Al-Sisi’s suppression of Egyptian doctors is far from an attempt to conceal his weaknesses and shortcomings, as the government is specifically pursuing doctors because they revealed to the world the flaws of the Egyptian government in general. Also, projects that express vanity, such as building a new capital that al-Sisi ordered in the desert at the cost of $66 billion, will not help change ordinary people’s lives in Egypt. Strangely enough, al-Sisi refuses to acknowledge that the popular uprising that toppled Mubarak was the result of persecution.
On the external level, al-Sisi tried to preserve his relationship with Western countries, the United States and Israel, as Mubarak did, who was respected by the West, for preserving the peace treaty with Israel. Although Mubarak carried out the first air strike against Israel in the October 1973 War, until he acceded to the presidency after the assassination of his predecessor Anwar Sadat, he obtained the support of the West through his commitment to the peace treaty with Israel signed by his predecessor, and pressure for a solution to the Palestinian-Israeli conflict.

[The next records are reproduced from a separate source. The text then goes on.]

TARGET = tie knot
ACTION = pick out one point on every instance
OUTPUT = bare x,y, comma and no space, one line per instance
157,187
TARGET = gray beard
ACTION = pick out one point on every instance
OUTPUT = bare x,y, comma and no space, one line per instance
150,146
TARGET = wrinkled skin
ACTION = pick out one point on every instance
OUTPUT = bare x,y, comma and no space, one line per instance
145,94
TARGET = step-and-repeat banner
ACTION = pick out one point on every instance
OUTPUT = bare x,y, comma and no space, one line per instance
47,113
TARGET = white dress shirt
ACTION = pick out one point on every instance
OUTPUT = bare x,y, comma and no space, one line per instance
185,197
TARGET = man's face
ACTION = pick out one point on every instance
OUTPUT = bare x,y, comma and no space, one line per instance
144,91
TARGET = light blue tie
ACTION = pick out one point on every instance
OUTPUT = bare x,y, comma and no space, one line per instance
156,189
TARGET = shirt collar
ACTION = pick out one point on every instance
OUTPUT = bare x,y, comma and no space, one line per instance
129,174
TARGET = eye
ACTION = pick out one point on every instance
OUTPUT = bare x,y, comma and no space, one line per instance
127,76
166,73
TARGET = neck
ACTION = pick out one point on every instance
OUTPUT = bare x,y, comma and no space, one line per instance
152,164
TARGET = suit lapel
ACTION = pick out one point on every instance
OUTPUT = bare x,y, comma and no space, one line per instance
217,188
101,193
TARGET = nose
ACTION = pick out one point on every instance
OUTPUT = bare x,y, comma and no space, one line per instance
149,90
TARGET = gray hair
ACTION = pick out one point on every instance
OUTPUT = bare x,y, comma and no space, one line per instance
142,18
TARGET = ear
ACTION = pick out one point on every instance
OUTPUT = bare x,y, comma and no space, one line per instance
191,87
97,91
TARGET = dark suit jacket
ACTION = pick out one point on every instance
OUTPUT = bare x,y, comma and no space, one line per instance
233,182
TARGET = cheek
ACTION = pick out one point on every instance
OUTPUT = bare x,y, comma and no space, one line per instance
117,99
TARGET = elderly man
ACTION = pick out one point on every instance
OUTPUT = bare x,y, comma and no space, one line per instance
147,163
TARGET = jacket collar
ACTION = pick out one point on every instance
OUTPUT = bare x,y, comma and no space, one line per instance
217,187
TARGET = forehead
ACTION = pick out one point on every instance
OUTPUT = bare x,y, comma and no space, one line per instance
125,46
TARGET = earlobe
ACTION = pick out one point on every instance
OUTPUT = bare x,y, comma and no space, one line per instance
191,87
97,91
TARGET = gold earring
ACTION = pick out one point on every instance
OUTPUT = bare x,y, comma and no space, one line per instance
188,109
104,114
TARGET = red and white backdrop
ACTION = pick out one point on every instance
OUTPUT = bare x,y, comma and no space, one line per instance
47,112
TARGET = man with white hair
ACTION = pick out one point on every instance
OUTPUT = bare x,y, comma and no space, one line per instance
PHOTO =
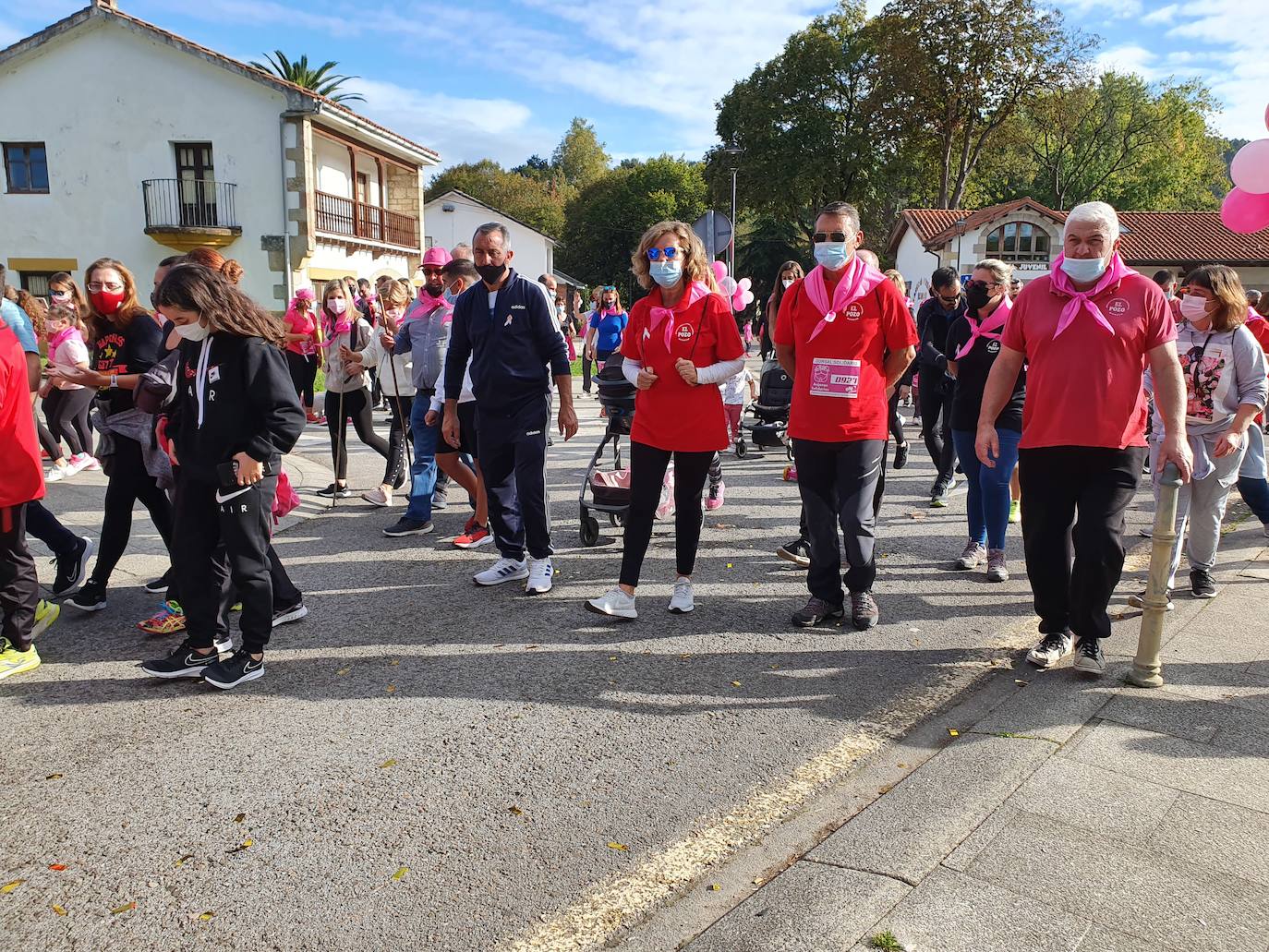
1086,331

Mubarak was a man with a military background, but he stressed his country’s commitment to international peace, including his mediation between Israel and the Palestinians, his role in the Gulf War, as well as his keenness to build strong relations with Arab leaders. As a result of the similarities between the tyrannical regimes of Mubarak and al-Sisi, a solution had to be made. Still, so far, the Egyptian people have not been able to unite again against al-Sisi, despite the Egyptian contractor and artist Mohamed Ali calling for widespread protests.
Egyptian opponents abroad say that they have not given up on acting after the formation of the Union of Egyptian National Forces, a new alliance of forces opposing the Egyptian regime and a representative before international and regional bodies. The founders of the union chose 11 February to announce the union on the grounds that it represents to Egyptians the joy of Mubarak’s departure and to affirm a major demand, that al-Sisi be toppled. The most prominent goals are to finish what the January revolution started – achieving a dignified life, freedom and social justice, the immediate release of detainees, and securing successful transitional justice.